Jun 1, 2012

by Naomi Unger
 I recently read the novel, The Cry of the Dove by Fadia Faqir (published in 2007 by Grove/Atlantic, Inc.).  Salma, a Bedouin Arab Muslim teenager, gets pregnant before marriage.  She escapes being killed to restore her family's honour by going to prison and eventually fleeing to England.  There, Salma, now called Sally, is free yet she is still bound by fear, depression and loneliness.

Faqir presents moment of hope, beauty, love and even humour in the midst of all the pain and sadness in Sally/Salma's life.  These dark times include imagining that her brother has followed her to England to kill her, her broken-hearted longing for the child she gave birth to but never held, as well as feeling rootless and facing repeated racist attacks.

Don't let the author's style of flitting between the present and the past in a single paragraph put you off.  I thought it was a powerful way of showing Sally's distress over her current immigrant situation and agonizing over her infant daughter, Layla, who was taken away from her at birth.  In such circumstances, it would be hard for us to stay focused, too.

As you read the story, notice the women in Sally's life.  Especially in a patriarchal society, it is the women who give each other the strength to carry on.  Even in England, there are women who help Sally.  Sally's desire to support her daughter grows stronger and is finally irresistible, as Layla gets older.  I was challenged to consider how we can be sisters, mothers and true friends to the hurting women in our communities.

 In the story, racism - both personal and structural - goes in all directions.  It's not just an issue in Europe; Canadians must deal with this as well.  Are we Christ-like in our treatment of refugees and immigrants, of anyone who is different from us?  Will we welcome people with their cultural and religious differences into our lives and open ourselves to be enriched by them?
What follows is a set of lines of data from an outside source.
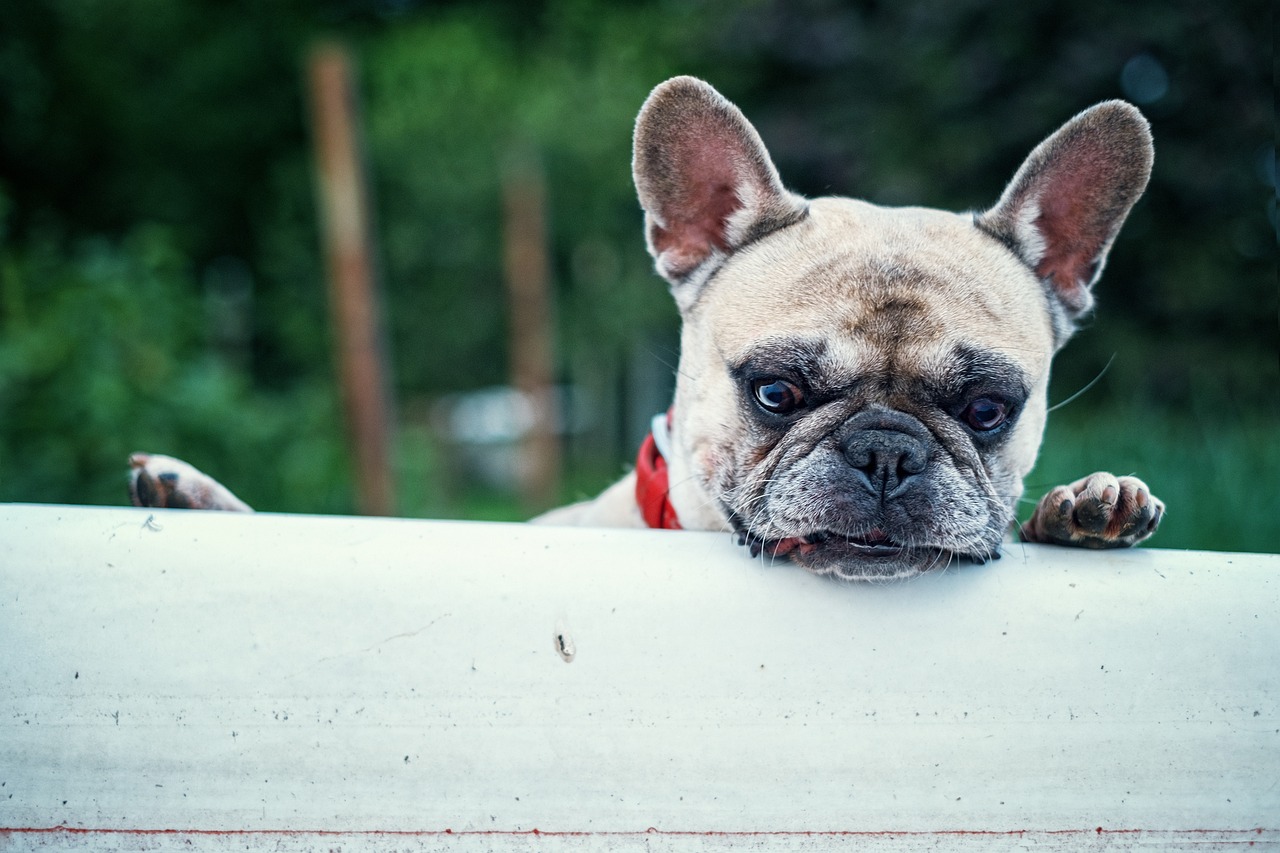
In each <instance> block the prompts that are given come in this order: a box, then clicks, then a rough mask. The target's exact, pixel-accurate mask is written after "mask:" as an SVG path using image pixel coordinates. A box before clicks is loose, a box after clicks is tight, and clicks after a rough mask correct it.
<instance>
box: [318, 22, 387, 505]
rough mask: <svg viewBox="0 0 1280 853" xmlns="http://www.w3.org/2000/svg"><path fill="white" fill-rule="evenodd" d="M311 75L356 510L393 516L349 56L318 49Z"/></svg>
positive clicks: (380, 352) (332, 302)
mask: <svg viewBox="0 0 1280 853" xmlns="http://www.w3.org/2000/svg"><path fill="white" fill-rule="evenodd" d="M308 72H310V85H311V122H312V126H314V131H315V146H316V178H317V184H319V196H320V211H321V219H323V229H321V233H323V240H324V245H325V256H326V261H328V268H329V305H330V311H332V318H333V325H334V334H335V338H337V350H338V371H339V377H340V384H342V400H343V409H344V412H346V421H347V441H348V442H349V446H351V453H349V456H351V461H352V467H353V476H355V483H356V506H357V508H358V511H360V512H362V514H365V515H393V514H394V503H396V488H394V483H393V478H392V470H390V416H389V409H390V405H389V393H388V387H387V377H385V369H384V357H383V353H384V346H383V337H381V334H383V333H381V318H380V311H379V300H378V293H376V282H375V273H374V251H372V237H371V229H370V223H369V202H367V197H369V196H367V191H366V182H365V172H364V160H362V156H361V155H362V152H361V147H360V141H358V118H357V115H358V110H357V93H356V88H355V86H353V82H352V78H353V74H352V69H351V58H349V55H348V51H347V49H346V47H344V46H342V45H339V44H335V42H321V44H319V45H316V46H315V47H314V49H312V51H311V58H310V68H308Z"/></svg>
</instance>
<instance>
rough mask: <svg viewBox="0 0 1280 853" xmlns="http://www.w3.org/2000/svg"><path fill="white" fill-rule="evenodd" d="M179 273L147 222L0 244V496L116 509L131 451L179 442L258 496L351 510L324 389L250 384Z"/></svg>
mask: <svg viewBox="0 0 1280 853" xmlns="http://www.w3.org/2000/svg"><path fill="white" fill-rule="evenodd" d="M189 277H191V273H189V265H188V263H187V261H186V259H184V257H183V256H182V255H180V254H179V252H178V251H177V250H175V248H174V242H173V238H172V236H170V234H169V233H168V232H165V231H164V229H160V228H156V227H140V228H137V229H134V231H133V232H132V233H131V234H129V236H127V237H125V238H124V240H123V241H120V243H119V245H115V243H110V242H108V241H102V240H95V241H86V242H83V243H81V245H78V246H76V247H73V248H70V250H68V248H65V247H63V246H60V245H58V243H55V242H51V241H38V242H35V245H33V246H31V247H28V248H27V250H26V251H22V252H18V251H13V250H8V248H5V250H4V251H0V296H3V305H4V315H3V320H0V423H3V424H4V428H3V429H0V500H4V501H50V502H73V503H116V505H119V503H123V502H125V500H127V491H125V478H124V474H125V471H127V465H125V460H127V459H128V455H129V453H131V452H133V451H138V450H142V451H152V452H177V451H174V450H173V448H182V455H183V457H184V459H187V460H188V461H191V462H192V464H195V465H197V466H200V467H206V469H207V470H212V471H218V474H219V475H220V476H225V478H227V479H228V480H229V482H232V483H236V484H237V488H238V491H239V493H241V494H242V496H243V497H244V498H246V500H248V501H250V502H251V503H255V505H257V506H260V507H264V508H285V507H287V508H291V510H300V511H307V510H310V511H342V510H348V508H349V501H348V498H347V497H346V488H344V484H346V474H344V470H343V453H342V447H340V442H339V437H338V434H337V428H335V424H337V418H335V411H334V409H335V407H334V405H333V401H332V391H330V389H329V388H328V387H326V384H325V383H320V382H316V383H308V384H302V386H298V387H296V388H293V389H291V391H289V392H288V393H280V394H268V393H264V392H255V391H253V389H252V387H251V386H250V383H248V380H247V377H246V375H243V374H238V373H236V371H233V370H230V369H229V368H228V366H227V365H225V364H224V362H221V361H220V360H218V359H215V357H214V356H212V355H211V353H210V352H209V347H207V341H206V336H205V328H206V325H207V314H206V306H205V305H202V304H201V301H200V300H198V297H197V296H195V292H196V291H195V288H193V287H192V286H191V282H189Z"/></svg>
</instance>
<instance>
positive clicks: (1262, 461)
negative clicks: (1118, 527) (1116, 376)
mask: <svg viewBox="0 0 1280 853" xmlns="http://www.w3.org/2000/svg"><path fill="white" fill-rule="evenodd" d="M1093 471H1111V473H1114V474H1134V475H1137V476H1140V478H1142V479H1143V480H1146V483H1147V484H1148V485H1149V487H1151V489H1152V492H1153V493H1155V494H1156V496H1158V497H1160V498H1161V500H1162V501H1164V502H1165V506H1166V507H1167V514H1166V516H1165V520H1164V521H1162V523H1161V526H1160V530H1158V532H1157V533H1156V535H1155V537H1152V539H1151V540H1149V544H1151V546H1152V547H1156V548H1196V549H1204V551H1253V552H1280V424H1277V423H1276V419H1275V418H1267V416H1265V415H1257V414H1253V415H1249V414H1240V412H1234V411H1224V410H1215V411H1199V412H1189V414H1187V415H1172V416H1171V415H1169V414H1165V412H1158V414H1157V416H1151V415H1149V414H1148V412H1144V411H1138V410H1137V409H1124V407H1112V409H1102V410H1084V409H1080V410H1078V411H1073V410H1071V409H1064V410H1062V411H1059V412H1053V414H1052V415H1050V425H1048V430H1047V432H1046V435H1044V444H1043V447H1042V448H1041V457H1039V461H1038V464H1037V466H1036V470H1033V471H1032V474H1030V475H1029V476H1028V478H1027V492H1025V496H1024V497H1025V501H1024V506H1023V511H1021V512H1020V514H1019V517H1020V519H1023V520H1025V519H1027V516H1029V515H1030V511H1032V508H1033V507H1034V502H1036V501H1037V500H1039V497H1041V496H1042V494H1043V493H1044V492H1047V491H1048V489H1050V488H1052V487H1053V485H1057V484H1061V483H1070V482H1073V480H1076V479H1079V478H1080V476H1084V475H1085V474H1091V473H1093Z"/></svg>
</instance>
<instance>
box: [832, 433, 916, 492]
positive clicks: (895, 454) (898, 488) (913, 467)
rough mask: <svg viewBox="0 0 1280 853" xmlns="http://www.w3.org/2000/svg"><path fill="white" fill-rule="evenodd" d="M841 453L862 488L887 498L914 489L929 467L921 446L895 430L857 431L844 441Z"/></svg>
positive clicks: (908, 435) (913, 440) (842, 444)
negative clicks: (848, 464) (922, 474)
mask: <svg viewBox="0 0 1280 853" xmlns="http://www.w3.org/2000/svg"><path fill="white" fill-rule="evenodd" d="M841 451H844V453H845V459H846V460H847V461H849V465H850V466H852V469H854V471H856V473H858V474H859V479H860V480H863V485H865V487H867V488H868V489H869V491H870V492H872V493H873V494H881V496H883V497H886V498H890V497H896V496H897V494H900V493H901V492H902V491H905V489H906V488H909V487H910V485H913V483H914V480H915V478H916V475H919V474H923V473H924V469H925V467H928V464H929V455H928V451H927V450H925V447H924V443H923V442H920V439H918V438H915V437H914V435H909V434H906V433H904V432H899V430H896V429H860V430H858V432H855V433H852V434H850V435H849V437H847V438H846V439H845V441H844V443H842V444H841Z"/></svg>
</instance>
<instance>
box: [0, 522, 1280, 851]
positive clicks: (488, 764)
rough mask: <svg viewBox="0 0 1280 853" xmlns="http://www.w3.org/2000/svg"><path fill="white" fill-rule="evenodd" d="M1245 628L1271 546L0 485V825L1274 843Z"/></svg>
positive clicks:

In Faqir's story, the double standard of morality (that women are killed for adultery, but not the men) is exposed.  Faqir's work is advocating for vulnerable women and putting an end to 'honour killings'.  How tragic if Muslim paradise (sitting in a cloud of perfume drinking milk and honey) is the only free and safe place for oppressed women.

For an eye-opening companion book, I recommend that you read A Thousand and One Egyptian Nights, An american Christian's Life Among the Muslims by Jennifer Drago published by Herald Press.  The Drago family lived side by side with Muslims during their MCC assignment in Egypt (2003-2006).  Jennifer shares her discoveries and insights in this inspiring book.